Reputation: 590
Im trying to play with the reddit data on bigquery and I want to see comments and replies in one row. I see bigquery supports subqueries, but I am unable to construct the query. I have to use a subquery to self join the same table because of the structure of the data, specifically i want to join id and parent_id together, but I need to modify id before I can join. Here is how im trying to do the query:
SELECT
p.subreddit,
p.body AS first_body,
p.score AS first_score,
CONCAT('t1_',p.id) AS first_id ,
c.last_body,
c.last_score,
c.last_id
FROM
[fh-bigquery:reddit_comments.2016_01] p,
(
SELECT
body AS last_body,
score AS last_score,
CONCAT('t1_',id) AS last_id,
parent_id,
author,
body
FROM [fh-bigquery:reddit_comments.2016_01]
WHERE body != '[deleted]'
AND author != '[deleted]'
AND score > 1
) c
WHERE p.first_id = c.parent_id
AND p.score > 1
AND p.author != '[deleted]'
AND p.body != '[deleted]';
The error I get is:
Field 'c.parent_id' not found in table 'fh-bigquery:reddit_comments.2016_01'; did you mean 'parent_id'?

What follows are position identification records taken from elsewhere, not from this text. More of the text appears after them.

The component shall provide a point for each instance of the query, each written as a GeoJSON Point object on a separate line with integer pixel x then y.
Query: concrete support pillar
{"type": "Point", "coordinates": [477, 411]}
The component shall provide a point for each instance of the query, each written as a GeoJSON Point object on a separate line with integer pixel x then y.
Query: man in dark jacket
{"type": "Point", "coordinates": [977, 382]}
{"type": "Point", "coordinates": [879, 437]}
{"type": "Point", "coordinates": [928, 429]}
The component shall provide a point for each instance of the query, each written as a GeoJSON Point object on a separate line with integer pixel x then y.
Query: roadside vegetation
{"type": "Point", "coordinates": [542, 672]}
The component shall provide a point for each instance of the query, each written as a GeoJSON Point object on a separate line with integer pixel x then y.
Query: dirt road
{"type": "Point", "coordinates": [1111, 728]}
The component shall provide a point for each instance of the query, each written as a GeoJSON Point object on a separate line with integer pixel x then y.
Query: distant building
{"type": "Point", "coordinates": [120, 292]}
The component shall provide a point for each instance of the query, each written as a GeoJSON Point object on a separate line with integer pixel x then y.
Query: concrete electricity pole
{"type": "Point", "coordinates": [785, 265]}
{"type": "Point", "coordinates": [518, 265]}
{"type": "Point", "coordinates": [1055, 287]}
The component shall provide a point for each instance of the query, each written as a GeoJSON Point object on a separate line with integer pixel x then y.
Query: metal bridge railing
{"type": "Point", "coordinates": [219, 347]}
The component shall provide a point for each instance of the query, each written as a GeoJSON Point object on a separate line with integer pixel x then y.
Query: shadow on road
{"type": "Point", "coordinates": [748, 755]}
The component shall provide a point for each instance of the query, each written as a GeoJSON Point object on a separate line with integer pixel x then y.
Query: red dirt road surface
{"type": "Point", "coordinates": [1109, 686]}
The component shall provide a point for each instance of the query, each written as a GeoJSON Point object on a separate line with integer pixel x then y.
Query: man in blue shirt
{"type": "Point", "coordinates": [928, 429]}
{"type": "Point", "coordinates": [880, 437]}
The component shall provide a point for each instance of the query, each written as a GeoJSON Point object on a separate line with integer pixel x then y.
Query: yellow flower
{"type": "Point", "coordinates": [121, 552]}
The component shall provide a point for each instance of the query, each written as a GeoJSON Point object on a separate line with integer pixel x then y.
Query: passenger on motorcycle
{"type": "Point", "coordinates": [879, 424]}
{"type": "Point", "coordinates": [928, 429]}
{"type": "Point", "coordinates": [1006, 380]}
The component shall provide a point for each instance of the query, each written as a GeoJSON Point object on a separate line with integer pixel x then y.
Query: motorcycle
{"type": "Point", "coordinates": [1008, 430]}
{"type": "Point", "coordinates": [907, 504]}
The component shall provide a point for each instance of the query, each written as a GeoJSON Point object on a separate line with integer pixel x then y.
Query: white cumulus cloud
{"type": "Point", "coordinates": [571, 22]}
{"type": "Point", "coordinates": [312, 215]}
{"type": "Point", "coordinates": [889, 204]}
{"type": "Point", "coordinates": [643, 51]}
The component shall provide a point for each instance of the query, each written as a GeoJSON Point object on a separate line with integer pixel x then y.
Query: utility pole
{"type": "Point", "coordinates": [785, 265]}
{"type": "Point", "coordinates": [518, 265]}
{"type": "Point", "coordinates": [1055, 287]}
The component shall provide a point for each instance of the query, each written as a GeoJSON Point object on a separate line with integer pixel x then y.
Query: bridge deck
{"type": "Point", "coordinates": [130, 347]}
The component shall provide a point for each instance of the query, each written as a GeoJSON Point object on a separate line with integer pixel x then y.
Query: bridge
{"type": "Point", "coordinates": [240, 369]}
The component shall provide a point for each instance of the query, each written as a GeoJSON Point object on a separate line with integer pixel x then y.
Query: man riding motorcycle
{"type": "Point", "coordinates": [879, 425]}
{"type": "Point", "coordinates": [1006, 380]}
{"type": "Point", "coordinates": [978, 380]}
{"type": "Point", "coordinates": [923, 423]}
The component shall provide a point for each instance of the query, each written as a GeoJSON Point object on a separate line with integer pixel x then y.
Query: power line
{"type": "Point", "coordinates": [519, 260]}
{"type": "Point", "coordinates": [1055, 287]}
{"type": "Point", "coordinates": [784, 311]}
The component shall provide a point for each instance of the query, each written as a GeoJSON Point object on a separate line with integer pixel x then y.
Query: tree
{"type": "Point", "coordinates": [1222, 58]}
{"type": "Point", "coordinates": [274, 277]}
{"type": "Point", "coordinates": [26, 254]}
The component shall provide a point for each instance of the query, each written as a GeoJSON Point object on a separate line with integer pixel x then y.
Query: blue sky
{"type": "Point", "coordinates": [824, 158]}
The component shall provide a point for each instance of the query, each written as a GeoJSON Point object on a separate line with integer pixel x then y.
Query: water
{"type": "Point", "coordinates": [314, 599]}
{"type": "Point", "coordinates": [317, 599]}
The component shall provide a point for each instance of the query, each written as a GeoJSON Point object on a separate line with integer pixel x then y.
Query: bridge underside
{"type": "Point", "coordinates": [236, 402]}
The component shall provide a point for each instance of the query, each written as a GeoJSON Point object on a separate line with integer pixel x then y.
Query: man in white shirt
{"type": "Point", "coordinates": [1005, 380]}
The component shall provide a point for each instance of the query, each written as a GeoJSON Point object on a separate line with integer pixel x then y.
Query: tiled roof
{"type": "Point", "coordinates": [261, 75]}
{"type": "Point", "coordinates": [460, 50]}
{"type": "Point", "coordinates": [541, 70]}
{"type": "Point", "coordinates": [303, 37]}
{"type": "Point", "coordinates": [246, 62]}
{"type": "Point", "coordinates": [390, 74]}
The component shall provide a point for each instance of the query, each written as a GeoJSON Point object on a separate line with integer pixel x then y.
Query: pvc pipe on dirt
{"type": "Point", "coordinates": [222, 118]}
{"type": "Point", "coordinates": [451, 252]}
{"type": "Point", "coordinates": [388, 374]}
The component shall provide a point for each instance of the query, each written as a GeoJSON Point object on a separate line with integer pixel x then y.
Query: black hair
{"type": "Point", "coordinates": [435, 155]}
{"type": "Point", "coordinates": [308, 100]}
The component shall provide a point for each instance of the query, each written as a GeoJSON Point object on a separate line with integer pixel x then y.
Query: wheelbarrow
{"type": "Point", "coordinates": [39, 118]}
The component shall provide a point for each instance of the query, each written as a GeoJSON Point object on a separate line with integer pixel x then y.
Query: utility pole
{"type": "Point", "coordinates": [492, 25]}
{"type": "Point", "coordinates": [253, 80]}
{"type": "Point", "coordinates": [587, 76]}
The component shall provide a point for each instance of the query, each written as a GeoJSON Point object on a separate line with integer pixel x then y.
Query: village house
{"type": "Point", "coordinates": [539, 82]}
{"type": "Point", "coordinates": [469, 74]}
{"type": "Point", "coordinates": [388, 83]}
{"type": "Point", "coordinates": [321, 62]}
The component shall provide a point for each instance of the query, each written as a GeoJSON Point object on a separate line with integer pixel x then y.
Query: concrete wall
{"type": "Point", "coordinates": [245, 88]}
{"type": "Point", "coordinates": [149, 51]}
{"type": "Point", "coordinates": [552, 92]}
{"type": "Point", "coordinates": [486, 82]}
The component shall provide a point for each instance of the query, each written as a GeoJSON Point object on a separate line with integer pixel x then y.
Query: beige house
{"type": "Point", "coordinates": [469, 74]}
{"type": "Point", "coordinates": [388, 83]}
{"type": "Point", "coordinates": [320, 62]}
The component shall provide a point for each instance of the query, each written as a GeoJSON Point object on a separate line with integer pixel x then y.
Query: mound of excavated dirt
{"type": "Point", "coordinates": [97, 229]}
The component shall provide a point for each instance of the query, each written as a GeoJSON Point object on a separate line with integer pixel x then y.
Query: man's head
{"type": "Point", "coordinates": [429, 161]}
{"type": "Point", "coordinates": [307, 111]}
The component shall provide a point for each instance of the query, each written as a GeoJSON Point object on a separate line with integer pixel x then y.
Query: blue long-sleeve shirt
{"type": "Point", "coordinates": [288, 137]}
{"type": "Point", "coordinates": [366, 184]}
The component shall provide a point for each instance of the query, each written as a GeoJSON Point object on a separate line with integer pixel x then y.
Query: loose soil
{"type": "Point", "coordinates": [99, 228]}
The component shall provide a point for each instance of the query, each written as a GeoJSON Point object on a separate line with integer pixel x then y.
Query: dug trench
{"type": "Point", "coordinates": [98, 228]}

Here is where you can run the query: https://bigquery.cloud.google.com/table/fh-bigquery:reddit_comments.2016_01
Im not sure how to fix this. what is the proper way to join this and get this query to run?
Upvotes: 4
Views: 19289
Reputation: 172954
You might want to do something like below (just guess):
SELECT
p.subreddit,
p.body AS first_body,
p.score AS first_score,
CONCAT('t1_',p.id) AS first_id ,
c.last_body,
c.last_score,
c.last_id
FROM
[fh-bigquery:reddit_comments.2016_01] p
JOIN (
SELECT
body AS last_body,
score AS last_score,
CONCAT('t1_',id) AS last_id,
parent_id,
author,
body
FROM [fh-bigquery:reddit_comments.2016_01]
WHERE body != '[deleted]'
AND author != '[deleted]'
AND score > 1
) c
ON p.link_id = c.parent_id
WHERE p.score > 1
AND p.author != '[deleted]'
AND p.body != '[deleted]'
LIMIT 100
See more about JOINs
Please note, I just transformed your query to proper use JOINs, but logic of query is still for you to polish as you see needed
Added to address additional info in your comment:
SELECT
subreddit,
first_body,
first_score,
first_id ,
last_body,
last_score,
last_id
FROM (
SELECT
subreddit,
body AS first_body,
score AS first_score,
CONCAT('t1_',id) AS first_id
FROM [fh-bigquery:reddit_comments.2016_01]
WHERE score > 1
AND author != '[deleted]'
AND body != '[deleted]'
) p
JOIN (
SELECT
body AS last_body,
score AS last_score,
CONCAT('t1_',id) AS last_id,
parent_id,
author,
body
FROM [fh-bigquery:reddit_comments.2016_01]
WHERE body != '[deleted]'
AND author != '[deleted]'
AND score > 1
) c
ON p.first_id = c.parent_id
LIMIT 100
Upvotes: 6
Reputation: 7046
In BigQuery's SQL dialect, comma means UNION ALL instead of JOIN. You need to write the JOIN explicitly, using the JOIN keyword.
I would also recommend pushing both sides of the join into subqueries to ensure that all filters are applied before the join is executed. (The join is by far the most expensive part of the query, so applying the filters first will ensure that your query runs as fast as possible.)
Upvotes: 0